Almost two decades later, the newly self-proclaimed "open-book" military unearths the truth about the experiment, bringing Clio Kaid and the other affected teens to a state-of-the-art, isolated campus where they soon discover that C9x did indeed alter their chromosomes, its mutations presenting as super-human abilities. The military kids, who come from across the nation and all walks of life, come into their own as lighter-than-air 'athletes'; 'indies' as solid as stone walls; teens who can make themselves invisible and others who can blind with their brilliance.
While exploring her own special ability, forging new friendships and embarking on first love, Clio also stumbles onto information indicating that the military may not have been entirely forthcoming with them and that all may not be as it seems...

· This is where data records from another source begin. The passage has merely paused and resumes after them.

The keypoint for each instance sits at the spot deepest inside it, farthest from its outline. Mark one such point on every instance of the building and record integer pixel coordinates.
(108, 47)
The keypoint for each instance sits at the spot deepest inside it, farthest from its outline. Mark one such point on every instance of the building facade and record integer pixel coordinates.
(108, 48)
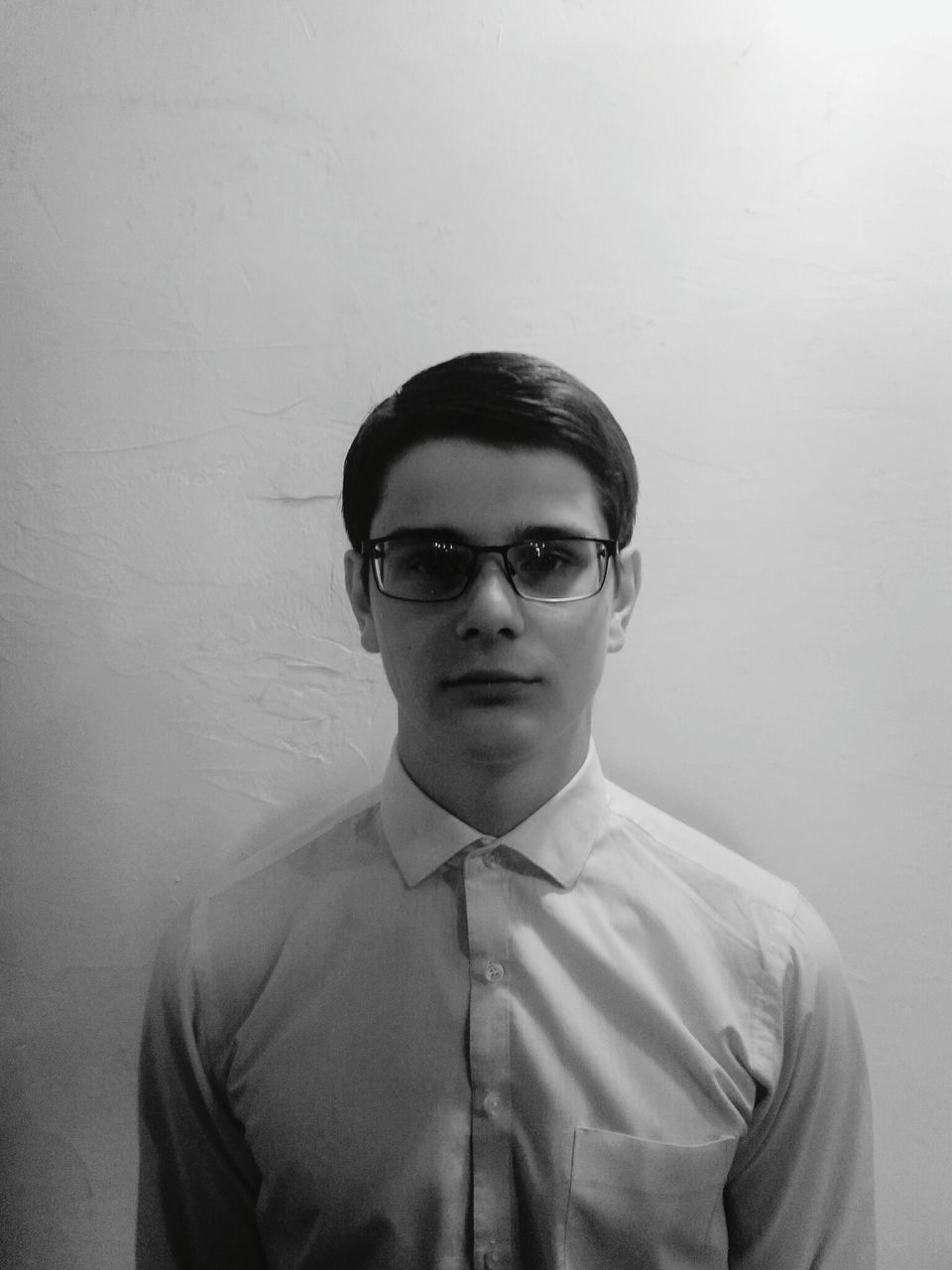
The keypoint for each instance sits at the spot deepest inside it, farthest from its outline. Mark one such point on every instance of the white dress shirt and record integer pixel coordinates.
(601, 1040)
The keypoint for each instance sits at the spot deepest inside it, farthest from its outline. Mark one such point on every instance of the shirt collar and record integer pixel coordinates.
(557, 837)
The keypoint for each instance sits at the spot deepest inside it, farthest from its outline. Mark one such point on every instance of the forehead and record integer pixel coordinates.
(488, 494)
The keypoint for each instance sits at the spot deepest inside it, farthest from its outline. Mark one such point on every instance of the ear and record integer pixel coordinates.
(627, 583)
(357, 576)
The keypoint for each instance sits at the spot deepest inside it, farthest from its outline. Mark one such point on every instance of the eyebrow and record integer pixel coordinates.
(520, 532)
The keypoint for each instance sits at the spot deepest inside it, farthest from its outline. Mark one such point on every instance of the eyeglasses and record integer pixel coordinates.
(428, 570)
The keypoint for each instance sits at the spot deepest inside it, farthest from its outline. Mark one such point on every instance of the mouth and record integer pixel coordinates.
(489, 679)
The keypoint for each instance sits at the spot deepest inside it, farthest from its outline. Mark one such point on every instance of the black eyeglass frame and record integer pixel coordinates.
(371, 552)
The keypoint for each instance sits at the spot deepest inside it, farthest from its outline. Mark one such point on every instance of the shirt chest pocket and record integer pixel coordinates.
(645, 1206)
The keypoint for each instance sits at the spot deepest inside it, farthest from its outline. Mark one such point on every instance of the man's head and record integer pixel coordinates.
(493, 495)
(509, 400)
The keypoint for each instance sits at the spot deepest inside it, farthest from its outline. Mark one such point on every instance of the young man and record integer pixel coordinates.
(502, 1014)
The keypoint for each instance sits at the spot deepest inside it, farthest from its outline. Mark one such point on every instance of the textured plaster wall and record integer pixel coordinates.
(225, 230)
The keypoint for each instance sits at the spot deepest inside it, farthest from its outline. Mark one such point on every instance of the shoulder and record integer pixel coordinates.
(698, 860)
(746, 928)
(218, 953)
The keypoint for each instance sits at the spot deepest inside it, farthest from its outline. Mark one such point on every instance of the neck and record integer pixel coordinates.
(493, 797)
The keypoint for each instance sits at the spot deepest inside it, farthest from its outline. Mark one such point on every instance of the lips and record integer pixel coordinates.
(489, 679)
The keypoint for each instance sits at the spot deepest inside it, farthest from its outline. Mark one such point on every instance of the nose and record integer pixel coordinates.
(490, 606)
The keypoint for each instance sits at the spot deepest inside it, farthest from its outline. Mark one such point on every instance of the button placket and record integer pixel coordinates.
(493, 1199)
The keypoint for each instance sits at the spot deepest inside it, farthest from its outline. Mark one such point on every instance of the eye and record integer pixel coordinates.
(428, 559)
(549, 557)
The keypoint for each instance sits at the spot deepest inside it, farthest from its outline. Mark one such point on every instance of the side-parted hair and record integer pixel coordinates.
(509, 400)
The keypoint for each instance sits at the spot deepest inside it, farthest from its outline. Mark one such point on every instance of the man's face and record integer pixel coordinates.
(492, 679)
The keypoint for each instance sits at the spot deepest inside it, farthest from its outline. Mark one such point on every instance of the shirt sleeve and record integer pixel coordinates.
(197, 1180)
(800, 1196)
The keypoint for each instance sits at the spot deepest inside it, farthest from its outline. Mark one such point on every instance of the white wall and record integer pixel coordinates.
(226, 230)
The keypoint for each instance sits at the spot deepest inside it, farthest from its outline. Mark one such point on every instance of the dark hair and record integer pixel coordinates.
(509, 400)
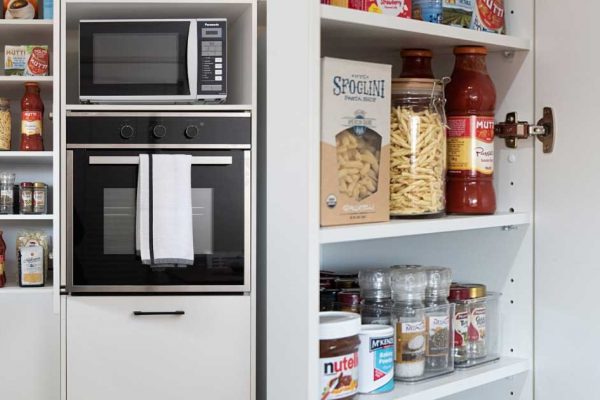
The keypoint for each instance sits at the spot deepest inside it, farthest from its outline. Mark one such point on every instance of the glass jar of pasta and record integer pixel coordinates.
(418, 148)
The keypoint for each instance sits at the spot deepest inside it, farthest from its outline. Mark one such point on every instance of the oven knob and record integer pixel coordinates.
(159, 131)
(127, 131)
(192, 131)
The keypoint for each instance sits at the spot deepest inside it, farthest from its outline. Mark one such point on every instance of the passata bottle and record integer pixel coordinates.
(32, 115)
(471, 99)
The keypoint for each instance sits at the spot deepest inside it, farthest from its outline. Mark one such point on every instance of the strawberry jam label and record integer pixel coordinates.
(471, 144)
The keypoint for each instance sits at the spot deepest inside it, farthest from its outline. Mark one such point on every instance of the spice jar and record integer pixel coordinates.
(438, 318)
(408, 318)
(7, 181)
(5, 124)
(338, 343)
(416, 63)
(418, 148)
(40, 198)
(376, 296)
(26, 198)
(459, 295)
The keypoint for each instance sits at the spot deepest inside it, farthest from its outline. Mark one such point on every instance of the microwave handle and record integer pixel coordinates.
(192, 58)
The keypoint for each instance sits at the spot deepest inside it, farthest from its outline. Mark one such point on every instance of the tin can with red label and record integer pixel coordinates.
(488, 16)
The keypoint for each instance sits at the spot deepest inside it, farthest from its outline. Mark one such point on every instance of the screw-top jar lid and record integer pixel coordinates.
(478, 50)
(416, 53)
(337, 325)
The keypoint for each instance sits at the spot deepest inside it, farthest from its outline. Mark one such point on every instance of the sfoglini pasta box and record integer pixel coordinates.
(355, 142)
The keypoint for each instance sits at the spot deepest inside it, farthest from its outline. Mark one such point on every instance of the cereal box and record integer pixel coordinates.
(355, 142)
(457, 12)
(26, 60)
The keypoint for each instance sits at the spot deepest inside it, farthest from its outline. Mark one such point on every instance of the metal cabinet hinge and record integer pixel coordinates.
(513, 129)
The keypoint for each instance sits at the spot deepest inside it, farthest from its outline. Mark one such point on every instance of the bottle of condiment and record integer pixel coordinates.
(338, 343)
(438, 318)
(459, 295)
(471, 99)
(2, 261)
(408, 318)
(416, 63)
(7, 182)
(5, 124)
(376, 296)
(32, 116)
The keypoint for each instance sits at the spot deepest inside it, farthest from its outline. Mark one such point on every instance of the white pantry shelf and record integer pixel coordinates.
(459, 381)
(412, 227)
(344, 29)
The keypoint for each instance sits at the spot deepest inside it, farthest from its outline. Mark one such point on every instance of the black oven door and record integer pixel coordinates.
(101, 228)
(137, 61)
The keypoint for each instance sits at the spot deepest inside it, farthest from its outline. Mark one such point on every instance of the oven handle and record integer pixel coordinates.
(124, 160)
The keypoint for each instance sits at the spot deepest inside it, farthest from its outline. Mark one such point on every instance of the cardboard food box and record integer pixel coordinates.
(26, 60)
(355, 142)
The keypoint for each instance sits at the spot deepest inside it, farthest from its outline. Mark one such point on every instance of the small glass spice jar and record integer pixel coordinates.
(40, 198)
(26, 198)
(7, 181)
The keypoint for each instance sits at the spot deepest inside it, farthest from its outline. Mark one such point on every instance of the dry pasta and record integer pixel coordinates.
(418, 162)
(358, 164)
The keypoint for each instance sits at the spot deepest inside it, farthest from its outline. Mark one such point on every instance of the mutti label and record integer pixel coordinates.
(339, 376)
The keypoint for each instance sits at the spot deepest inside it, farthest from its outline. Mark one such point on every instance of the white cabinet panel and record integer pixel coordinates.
(112, 354)
(29, 345)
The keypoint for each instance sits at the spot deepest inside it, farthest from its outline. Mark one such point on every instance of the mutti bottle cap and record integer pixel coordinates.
(375, 284)
(408, 283)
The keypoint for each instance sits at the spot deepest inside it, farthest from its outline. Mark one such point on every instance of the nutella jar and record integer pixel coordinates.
(339, 342)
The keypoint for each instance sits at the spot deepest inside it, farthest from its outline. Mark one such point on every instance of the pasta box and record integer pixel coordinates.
(355, 142)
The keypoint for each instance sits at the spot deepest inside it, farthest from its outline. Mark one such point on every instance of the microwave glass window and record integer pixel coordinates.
(136, 58)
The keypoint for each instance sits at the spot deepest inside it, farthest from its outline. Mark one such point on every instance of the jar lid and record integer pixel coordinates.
(480, 50)
(416, 53)
(377, 330)
(458, 293)
(338, 325)
(417, 86)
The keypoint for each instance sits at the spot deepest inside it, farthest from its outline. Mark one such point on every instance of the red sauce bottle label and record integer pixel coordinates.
(471, 144)
(31, 123)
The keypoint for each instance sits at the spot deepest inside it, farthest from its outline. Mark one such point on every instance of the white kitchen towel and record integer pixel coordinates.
(171, 236)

When I first read the description of this book I was intrigued. At first it made me think of the X-Men franchise. I have to say Shelley soon got that thought right out of my head upon starting this book. Calliope "Clio" Kaid travels to New Jersey from New Orleans to an isolated campus to find out what exactly C9x is and what that means to them. C9x is the whole reason behinds the kids super-human abilities. While Clio is there she meets Jack, Bliss, Garrett, Miranda, and eventually Alexis. They become fast friends and eventually become something like the Scooby-Doo Gang. The kids soon discover that this is not the "open-book military" that they were lead to believe. Instead they are there for a more sinister and diabolical purpose. I thoroughly enjoyed reading this book and was very impressed by Shelley's knowledge of the military and the science behind the kids transformations. Even though there is a romance between Clio and Jack it is not the focal point of this whole book is about which is kind of refreshing. What I also enjoyed was the fact that there were not too many characters that I needed to wonder how they fit into this story or why are they even in this story. Shelley made C9x the core of her story and she did not let it fall by the way side. She made sure we, as the reader, were enthralled by the C9x experiment and the cloak and dagger secrecy of what the military is keeping from the kids. I think everyone who reads this book will enjoy it as much as I did. On a scale of 1-10 I give this book a 10. I am so on the look out for Settling (Solid book 2).